ECBが量的緩和の再開を決定:2019年9月の理事会
欧州経済の悪化や低迷するインフレ率から脱するために、ECBは、マイナス金利の深堀りなどを開始
- マイナス金利を-0.4から-0.5%に引き下げ
- 11月から月額200億ユーロの債券買い入れを開始
- 買い入れに期限はなし:終わりが見えない
- 買い入れ対象の資産を増加
- 融資条件を緩和
マイナス金利の影響を考えて、中銀預金金利を2段階の階層構造に
ECBはこれに対処するため、中銀預金金利を2段階の階層構造とした。所要準備と、所要準備の6倍の超過準備については、支払いを求められることはない。これを超える準備については、マイナス金利による手数料を支払う必要がある。ABNアムロの分析では、超過準備の預け入れコストはこれで、約56億ユーロにとどまるとみられている。ウォールストリート・ジャーナル
ドラギ総裁の退任が近づいている今、後任のことを考えると極端な緩和策は取れないでしょう。為替レートは、量的緩和の再開で、ユーロには下落圧力がかかっています。逆に、米ドルは上昇圧力。

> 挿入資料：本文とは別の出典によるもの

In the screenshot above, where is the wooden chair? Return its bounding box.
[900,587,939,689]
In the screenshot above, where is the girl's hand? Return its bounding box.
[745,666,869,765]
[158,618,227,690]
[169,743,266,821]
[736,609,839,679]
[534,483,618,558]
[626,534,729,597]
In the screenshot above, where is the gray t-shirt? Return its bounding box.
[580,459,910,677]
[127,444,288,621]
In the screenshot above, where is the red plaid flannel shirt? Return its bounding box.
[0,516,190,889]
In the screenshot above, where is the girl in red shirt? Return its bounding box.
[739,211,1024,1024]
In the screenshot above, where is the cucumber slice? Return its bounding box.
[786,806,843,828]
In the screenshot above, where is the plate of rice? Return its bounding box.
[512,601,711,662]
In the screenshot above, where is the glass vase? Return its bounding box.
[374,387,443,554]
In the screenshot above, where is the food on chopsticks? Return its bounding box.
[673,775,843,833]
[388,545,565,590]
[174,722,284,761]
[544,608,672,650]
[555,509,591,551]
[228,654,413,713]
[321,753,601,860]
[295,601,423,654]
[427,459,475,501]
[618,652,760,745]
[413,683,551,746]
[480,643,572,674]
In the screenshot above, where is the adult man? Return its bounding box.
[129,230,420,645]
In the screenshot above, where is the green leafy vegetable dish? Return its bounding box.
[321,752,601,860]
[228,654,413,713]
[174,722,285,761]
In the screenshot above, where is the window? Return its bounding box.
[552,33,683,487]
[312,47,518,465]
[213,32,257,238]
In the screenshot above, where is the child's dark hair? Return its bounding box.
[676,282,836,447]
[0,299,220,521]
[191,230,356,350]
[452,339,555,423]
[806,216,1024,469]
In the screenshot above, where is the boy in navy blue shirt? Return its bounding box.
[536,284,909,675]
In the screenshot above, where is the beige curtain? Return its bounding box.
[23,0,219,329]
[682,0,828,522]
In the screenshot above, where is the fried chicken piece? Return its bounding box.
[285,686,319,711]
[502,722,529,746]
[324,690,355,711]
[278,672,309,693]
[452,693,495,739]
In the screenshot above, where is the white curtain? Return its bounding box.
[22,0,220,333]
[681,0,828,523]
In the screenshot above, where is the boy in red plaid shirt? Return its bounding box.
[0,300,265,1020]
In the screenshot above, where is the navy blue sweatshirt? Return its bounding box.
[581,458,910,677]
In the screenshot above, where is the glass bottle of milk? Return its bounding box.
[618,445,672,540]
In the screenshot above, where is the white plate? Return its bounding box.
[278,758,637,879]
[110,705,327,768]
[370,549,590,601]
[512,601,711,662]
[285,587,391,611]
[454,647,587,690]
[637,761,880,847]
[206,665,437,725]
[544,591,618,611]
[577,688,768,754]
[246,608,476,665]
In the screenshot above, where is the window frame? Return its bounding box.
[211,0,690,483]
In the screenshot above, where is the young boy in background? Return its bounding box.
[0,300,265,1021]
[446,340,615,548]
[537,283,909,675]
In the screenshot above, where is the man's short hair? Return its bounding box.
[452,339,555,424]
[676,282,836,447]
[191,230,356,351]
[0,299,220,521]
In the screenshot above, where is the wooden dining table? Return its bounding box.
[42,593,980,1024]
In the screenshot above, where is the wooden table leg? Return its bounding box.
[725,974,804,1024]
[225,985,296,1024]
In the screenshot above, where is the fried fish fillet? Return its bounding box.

●金価格とユーロ/ドルの日足チャート GMOクリック証券 2019年9月18日
ユーロ安ドル高で、金価格は下落圧力
ECBの緩和再開は、ユーロ安に動きやすい政策。ユーロ安ということは、米ドルや日本円が高くなるということ。ドル高になれば、ドル建ての金価格は下落に動きやすくなります。
実際のところは、ECBの量的緩和に関するニュースが噂として流れたあたりから、米ドル高ユーロ安そして、金価格は、1500ドルあたりでの頭打ちになっています。
また、ドル高金安がセオリーとはいえ、ユーロ安ゴールド高になる部分もあります。そのため、大幅な金安には動きにくいとおもいます。
インフレの勢いが強まらない理由の一つは、長期にわたる緩和が必ずしも自国通貨安につながらないためかもしれない。ユーロはマイナス金利導入後に対ドルで下落し、QE開始観測の中で値下がりが続いたものの、15年1月にQEが発表されると間もなく底を打った。円もマイナス金利導入後、一時的に下落したがすぐに反発した。ブルームバーグ
ECBが、いくら緩和をしても相対的に、日本や米国も緩和すれば、単純にユーロ安には動きません。ドイツの経常黒字は、世界最大ですから、ユーロ安誘導は、きついはず。
IFOのエコノミスト、クリスチャン・グリム氏はロイターに対し、今年のドイツの経常黒字は2760億ドルとなる見込みだと述べた。日本と中国の経常黒字はそれぞれ1880億ドル、1820億ドルになるとの見通しを示した。ドイツの2019年経常黒字
◆ECBが金利を引き下げ⇒ユーロ安ドル高⇒米国の貿易赤字に影響⇒トランプ砲による利下げ圧力
ということで、FRBへの利下げ圧力は強い。米国の利下げは金高へと動く流れ。
どうやら世界経済は緩和なしには景気後退に陥ってしまうらしい。投資家はアメリカの量的緩和再開を視野に入れ始めなければならないだろう。ただ、今回のECBの量的緩和は、日本やアメリカの投資家にとってアメリカが量的緩和を再開した時に市場と経済をどれだけ支えられるのかを知るための重要な試金石となる。量的緩和再開について
そして、もし、量的緩和再開しても市場と経済を支える力がなかったら、市場経済を大きくチェンジしなければならないでしょう。それこそ、いつまでも終わりの見えない量的緩和を続けねばならないかも。金相場にお金が流れ込むのもなるほどなと思います。